One of the most frustrating problems most golfers face is the tendency to “slice” the ball. Usually the slice develops after the beginning golfer has started to hit the ball reasonably well and a fairly good distance. That's when the dreaded slice rears its ugly head.
Slicing happens when a right handed golfer hits the ball so it has a horrible curve to the right, or a left handed golfer hits it so it curves to the left. As any reasonably knowledgeable golfer will tell you, the slice is the result of “coming across” the ball with an “outside in” swing. As the club sweeps across the ball, the club strikes the ball in a slightly “open” position. This action puts sidespin on the ball and as it moves through the air it curves to the right (or left for a lefty).
In many sports curving the ball like this is an important part of the game. Ping pong and tennis players, for instance, want the ball to curve as it approaches their opponent and then bounce off the paddle or racquet at an odd angle making it more difficult for the opponent to control the return.
But in golf a slice is almost always a negative thing the golfer wants to get rid of. That's because a slicing shot doesn't go as far because of the energy lost by the spinning, curving ball. The result is even worse in windy conditions where the increased wind resistance exaggerates the effects of sidespin.

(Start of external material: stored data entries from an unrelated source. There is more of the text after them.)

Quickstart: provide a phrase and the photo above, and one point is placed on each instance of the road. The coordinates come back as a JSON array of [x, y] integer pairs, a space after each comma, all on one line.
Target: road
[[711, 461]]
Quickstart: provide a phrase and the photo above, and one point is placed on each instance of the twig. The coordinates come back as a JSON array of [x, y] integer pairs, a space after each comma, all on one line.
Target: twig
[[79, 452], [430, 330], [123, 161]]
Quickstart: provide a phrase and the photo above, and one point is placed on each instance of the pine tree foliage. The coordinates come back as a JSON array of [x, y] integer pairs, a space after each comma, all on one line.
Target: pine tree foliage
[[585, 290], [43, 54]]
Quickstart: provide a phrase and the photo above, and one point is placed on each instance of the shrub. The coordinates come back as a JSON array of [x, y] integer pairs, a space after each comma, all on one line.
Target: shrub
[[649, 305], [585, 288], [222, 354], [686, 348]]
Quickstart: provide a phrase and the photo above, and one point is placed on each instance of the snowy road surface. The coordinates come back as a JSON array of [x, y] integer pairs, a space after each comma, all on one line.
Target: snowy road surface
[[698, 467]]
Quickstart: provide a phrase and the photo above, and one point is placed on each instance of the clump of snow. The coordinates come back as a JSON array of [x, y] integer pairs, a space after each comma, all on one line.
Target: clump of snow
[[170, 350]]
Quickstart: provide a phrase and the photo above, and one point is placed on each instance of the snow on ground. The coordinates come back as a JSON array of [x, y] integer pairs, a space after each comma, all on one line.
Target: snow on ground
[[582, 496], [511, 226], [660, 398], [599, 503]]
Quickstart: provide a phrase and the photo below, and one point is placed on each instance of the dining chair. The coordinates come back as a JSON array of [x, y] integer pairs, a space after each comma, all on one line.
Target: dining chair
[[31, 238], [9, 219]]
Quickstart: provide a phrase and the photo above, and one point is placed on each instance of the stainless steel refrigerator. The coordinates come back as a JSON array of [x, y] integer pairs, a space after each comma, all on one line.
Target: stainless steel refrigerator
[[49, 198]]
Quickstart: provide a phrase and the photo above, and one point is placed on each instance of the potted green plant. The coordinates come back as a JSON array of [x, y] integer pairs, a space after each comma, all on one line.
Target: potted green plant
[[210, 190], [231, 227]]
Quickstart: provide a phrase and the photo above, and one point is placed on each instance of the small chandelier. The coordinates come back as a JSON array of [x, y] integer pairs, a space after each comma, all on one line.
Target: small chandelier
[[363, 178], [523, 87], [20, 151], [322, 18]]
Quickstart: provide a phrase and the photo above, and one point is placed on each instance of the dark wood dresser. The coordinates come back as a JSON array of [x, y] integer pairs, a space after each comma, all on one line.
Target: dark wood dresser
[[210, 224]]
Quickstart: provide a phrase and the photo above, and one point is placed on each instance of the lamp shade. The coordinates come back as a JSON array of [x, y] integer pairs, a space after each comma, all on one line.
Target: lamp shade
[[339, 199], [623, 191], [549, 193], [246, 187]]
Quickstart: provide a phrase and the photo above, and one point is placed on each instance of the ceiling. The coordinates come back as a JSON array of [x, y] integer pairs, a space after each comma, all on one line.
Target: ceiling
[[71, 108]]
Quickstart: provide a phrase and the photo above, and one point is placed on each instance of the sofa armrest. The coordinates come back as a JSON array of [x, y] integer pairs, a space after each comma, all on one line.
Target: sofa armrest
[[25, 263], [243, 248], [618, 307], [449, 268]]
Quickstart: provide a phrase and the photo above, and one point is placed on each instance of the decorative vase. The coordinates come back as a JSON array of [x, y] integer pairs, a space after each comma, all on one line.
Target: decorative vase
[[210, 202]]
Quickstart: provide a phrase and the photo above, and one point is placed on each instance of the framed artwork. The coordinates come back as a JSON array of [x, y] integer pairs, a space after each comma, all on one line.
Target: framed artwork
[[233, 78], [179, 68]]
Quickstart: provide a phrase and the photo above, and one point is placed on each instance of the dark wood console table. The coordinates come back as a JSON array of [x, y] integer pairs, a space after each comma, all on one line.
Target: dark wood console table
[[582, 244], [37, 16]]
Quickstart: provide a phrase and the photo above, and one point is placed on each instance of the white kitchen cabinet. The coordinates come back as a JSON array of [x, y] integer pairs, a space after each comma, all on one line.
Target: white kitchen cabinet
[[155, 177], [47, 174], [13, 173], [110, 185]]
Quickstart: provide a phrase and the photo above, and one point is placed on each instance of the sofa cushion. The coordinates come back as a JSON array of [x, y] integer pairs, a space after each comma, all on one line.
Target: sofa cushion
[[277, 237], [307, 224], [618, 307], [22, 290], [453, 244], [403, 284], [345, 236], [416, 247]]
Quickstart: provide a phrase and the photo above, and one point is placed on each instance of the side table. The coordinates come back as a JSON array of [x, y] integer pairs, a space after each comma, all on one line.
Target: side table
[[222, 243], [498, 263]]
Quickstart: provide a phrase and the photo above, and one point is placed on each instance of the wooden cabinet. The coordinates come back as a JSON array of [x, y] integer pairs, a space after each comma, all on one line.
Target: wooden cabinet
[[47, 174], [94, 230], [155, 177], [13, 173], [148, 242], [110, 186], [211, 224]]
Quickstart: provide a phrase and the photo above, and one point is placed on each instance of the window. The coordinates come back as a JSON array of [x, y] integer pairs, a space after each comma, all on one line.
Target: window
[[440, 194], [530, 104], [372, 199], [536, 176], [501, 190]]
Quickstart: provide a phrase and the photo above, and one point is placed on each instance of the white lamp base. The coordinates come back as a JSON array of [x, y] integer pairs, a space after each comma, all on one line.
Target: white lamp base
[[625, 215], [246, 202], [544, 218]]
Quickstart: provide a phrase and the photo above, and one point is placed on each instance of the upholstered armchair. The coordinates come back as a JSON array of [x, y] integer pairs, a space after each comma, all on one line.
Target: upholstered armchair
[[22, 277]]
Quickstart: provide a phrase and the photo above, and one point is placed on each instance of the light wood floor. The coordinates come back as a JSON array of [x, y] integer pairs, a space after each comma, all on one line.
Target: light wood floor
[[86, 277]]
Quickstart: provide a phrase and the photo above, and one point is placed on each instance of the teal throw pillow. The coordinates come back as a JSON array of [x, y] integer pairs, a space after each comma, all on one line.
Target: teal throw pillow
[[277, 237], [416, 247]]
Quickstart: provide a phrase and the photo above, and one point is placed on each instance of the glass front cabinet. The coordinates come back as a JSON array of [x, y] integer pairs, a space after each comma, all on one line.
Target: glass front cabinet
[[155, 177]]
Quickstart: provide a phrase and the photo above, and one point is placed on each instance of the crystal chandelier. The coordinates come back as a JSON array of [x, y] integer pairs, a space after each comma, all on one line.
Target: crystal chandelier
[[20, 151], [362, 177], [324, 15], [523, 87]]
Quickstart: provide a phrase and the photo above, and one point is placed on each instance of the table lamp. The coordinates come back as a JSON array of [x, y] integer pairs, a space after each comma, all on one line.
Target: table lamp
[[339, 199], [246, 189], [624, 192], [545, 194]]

In spite of all the magical cures touted in magazine articles and golf videos, the only way to cure a slice is to learn to hit the ball correctly – with a square club face that is moving on a natural arc from slightly inside the line of flight.
It takes most golfers years and thousands of practice shots to learn how to do this. That's because there is such a natural tendency to begin the swing by throwing the shoulders out at the ball. That gets the club head out there on the wrong side of the target line of flight – on the “outside” – and the only way to actually hit the ball from that position is to bring the club head back inside at an angle to the intended line of flight. That's what is meant by “coming across” the ball.
Most beginning golfers have a difficult time understanding and visualizing this process. They think they are swinging on a perfectly square line straight through the ball and down the intended line of flight. But an experienced golfer who has already learned all about slices from his own struggles with the game can usually tell an inside out swing from 50 or 100 yards away without even watching the club head at all. There are certain moves that are so typical of a slice that they can be picked up almost immediately by an experienced observer.
This is where a good golf instructor or an instruction program comes into play. Nine times out of ten the most effective way to cure your slice or almost any other swing problem in golf is get back to the basics. You have to unlearn the swing you currently use thats causing the problem and learn the correct swing path, tempo, and speed so you can develop consistency.